I call them a duo because that's how they started out, and essentially what they still are with Grant Burton and Stephanie Parrish writing all the songs and music for the band. They're the nucleus of the group, and lovers, which was very obvious based on their synergy and songwriting -- but ironically, that duo sounds best as a five piece when they add drums, bass, and banjo/saxphone/lap steel guitar like they did last night. Their set started out sort of tepid at first as they began with a few slower, alt country-esque love songs to one another. The bulk of their material is mostly about the emotions of initially falling in love and was written before other members were added to the group to help record an album and play live shows. I'm not sure the crowd was feeling those first few tunes, or maybe folks were just single and bitter and didn't want to hear that shit. Either way, if people were into it, they didn't immediately show it.
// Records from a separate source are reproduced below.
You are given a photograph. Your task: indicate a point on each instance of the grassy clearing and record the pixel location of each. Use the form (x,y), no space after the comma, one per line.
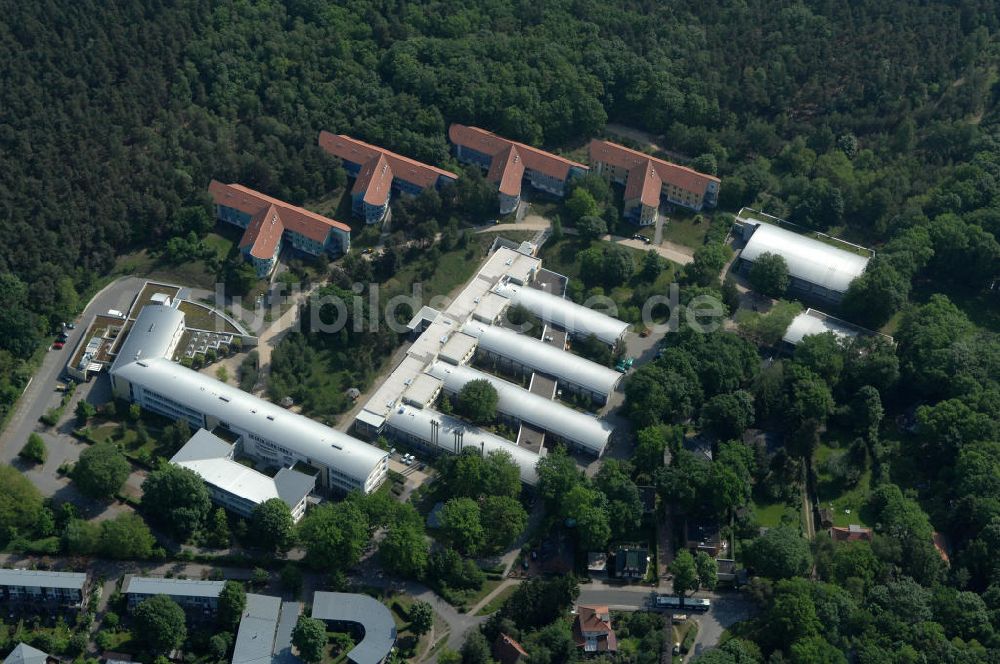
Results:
(494,604)
(687,231)
(772,515)
(847,503)
(200,317)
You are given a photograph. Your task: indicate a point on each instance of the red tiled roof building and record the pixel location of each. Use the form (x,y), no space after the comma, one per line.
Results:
(269,223)
(853,533)
(592,629)
(378,172)
(509,163)
(649,180)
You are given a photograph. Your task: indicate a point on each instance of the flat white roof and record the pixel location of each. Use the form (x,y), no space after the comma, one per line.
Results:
(419,423)
(245,412)
(422,390)
(153,334)
(567,314)
(809,260)
(589,432)
(149,585)
(36,578)
(372,615)
(811,322)
(459,346)
(545,358)
(490,307)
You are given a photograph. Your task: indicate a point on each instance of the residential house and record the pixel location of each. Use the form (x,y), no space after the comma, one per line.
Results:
(265,631)
(378,173)
(198,598)
(649,181)
(38,587)
(508,164)
(508,651)
(853,533)
(25,654)
(631,562)
(592,630)
(704,535)
(237,487)
(270,224)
The first half hour had that Neumos "let's all stand here with our hands in our pockets" feeling that Seattle audiences can be known for. But at the same time, bands on stage have to earn the respect of the crowd so it's partly admiral. Anyway, some of their first songs, especially those with a slight country twang, felt more suited for a crowd in Nashville or North Carolina. And they struck me as the type of band that had a better chance of making it out of Seattle, rather than in Seattle, if that makes sense.
To be fair, last night was only the band's fourth time playing out and they're already opening up for the Vaselines, which naturally is going to add a good amount of pressure. Although they later denied it, there was definitely some nervous energy on stage throughout their set, but they eventually smoothed all of that out.
As the songs picked up in pace and the more energy Hallways was able to give the audience, the crowd didn't hesitate to give it right back. At some point, Hawai'ian transplant Kimo Muraki, who was playing banjo in the beginning switched to saxophone and it added a whole new dynamic. I think my favorite original songs of theirs from last night were "Roses" and "All You Have To Do." Even though the latter is full of that pillow-talk Southern romance appeal, it's a gorgeous ballad nonetheless.
The crowd reacted best when they jumped into "Comfortably Numb." It's sort of ballsy to cover Pink Floyd like that, especially at the end of their set when the room was packed with people. What stood out most was that they had a fuller sound during that song than they did on any other -- Grant flailed about in full rock star mode, Stephanie with her short dress, cute looks, and endless gams, crooned with the more energy than she did all night, and Kimo even switched to lap steel guitar. They played the moment up and closed out strong, which the audience seemed to appreciate. Even though they've got some kinks to work out (it being their fourth show and all) it wasn't a bad set at all.
On a random note: Why the hell did people keep shooting streamers and blowing bubbles into the crowd? I felt like I was in Fear and Loathing at one point with all types of ribbons and bubbles and party favors (not those kind of party favors) touching my face! I'm not sure if that was a part of the act, but it sure seemed weird.